Je plissai les yeux. Tout paraissait trop facile. Me tendait-il un piège ?

— N'importe quel voleur se fera un plaisir d'accepter cette mission, refusai-je d'un revers dédaigneux.

— Et n'importe quel voleur se fera prendre dans les filets de Wénchāng. Le temple est défendu par de puissants sortilèges. J'ai besoin d'un héros audacieux, capable de se faufiler dans le sanctuaire du Scribe de l'Empereur de Jade sans éveiller son attention et de lui dérober l'un de ses trésors les plus précieux.

Certains mots se pimentaient d'une saveur particulière qui n'était pas pour me déplaire. Défier un dieu, s'emparer d'un livre sacré au nez et à la barbe de ces lettrés imbus d'eux-mêmes penchés sur leurs pinceaux en poils de chèvre ! Mon regard glissa vers l'épée à mes côtés ; un frisson d'aventure me picota les doigts. Je lissai les poils de mon menton, fis mine de réfléchir, mais ma décision était déjà scellée. La mission était à la fois complètement folle et provocante. Taillée sur mesure, en somme. Mon commanditaire savait me prendre par les sentiments.

Devant mon silence, il se redressa avec une moue déçue.

— Mais je comprendrais que l'entreprise vous effraie.

Effrayé, moi ? Pour un peu, je lui aurais ri au nez, mais il risquait de mal l'interpréter. En revanche, je n'allais pas me laisser insulter de la sorte.

— Revenez ici dans cinq jours. J'aurai votre rouleau, affirmai-je, sourire retors à l'appui. Nous pourrons alors discuter de son prix.

Il fronça les sourcils et me dévisagea, sans doute pour s'assurer que je ne me moquais pas. Je conservai mon sérieux le plus impassible.

— Vous savez comment je me nomme, ajoutai-je. Puis-je savoir pour qui je travaille ?

— Mon nom n'a pas d'importance. Appelez-moi Deuxième Fils. Le rouleau porte le titre de Qíjı̄ng. Je reviendrai dans cinq jours, même heure.

Il se leva et quitta la taverne sans un regard en arrière.

*  *  *

Je me souviens avoir poussé un léger ricanement.
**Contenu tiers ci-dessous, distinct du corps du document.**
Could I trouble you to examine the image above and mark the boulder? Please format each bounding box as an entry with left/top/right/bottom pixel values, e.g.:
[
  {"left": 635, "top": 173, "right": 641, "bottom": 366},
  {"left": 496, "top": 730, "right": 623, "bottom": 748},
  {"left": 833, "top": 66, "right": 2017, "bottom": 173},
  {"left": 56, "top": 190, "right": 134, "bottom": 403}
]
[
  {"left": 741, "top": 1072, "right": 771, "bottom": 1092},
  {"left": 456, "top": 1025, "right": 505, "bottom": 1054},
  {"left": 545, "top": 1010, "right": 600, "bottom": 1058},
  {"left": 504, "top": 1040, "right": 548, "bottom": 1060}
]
Tant de mystère était bien inutile. Au vu de la demande et de la situation politique, son identité ne faisait aucun doute. Ce que j'ignorais par contre totalement, c'était que je venais d'enfiler le doigt dans un engrenage qui allait me conduire à ma perte.



*  *  *

[1] Lǎozǐ, connu en occident sous le nom de Lao Tseu, fondateur du taoïsme – Dàodéjı̄ng (Livre de la voie et de la vertu), chapitre 64.

[2] Dàxiá: noble guerrier.

[3] Un dāo (littéralement couteau) est une pièce de métal en forme de couteau, en fer ou bronze, servant de monnaie dans les royaumes de Qí, Yān et Zhào.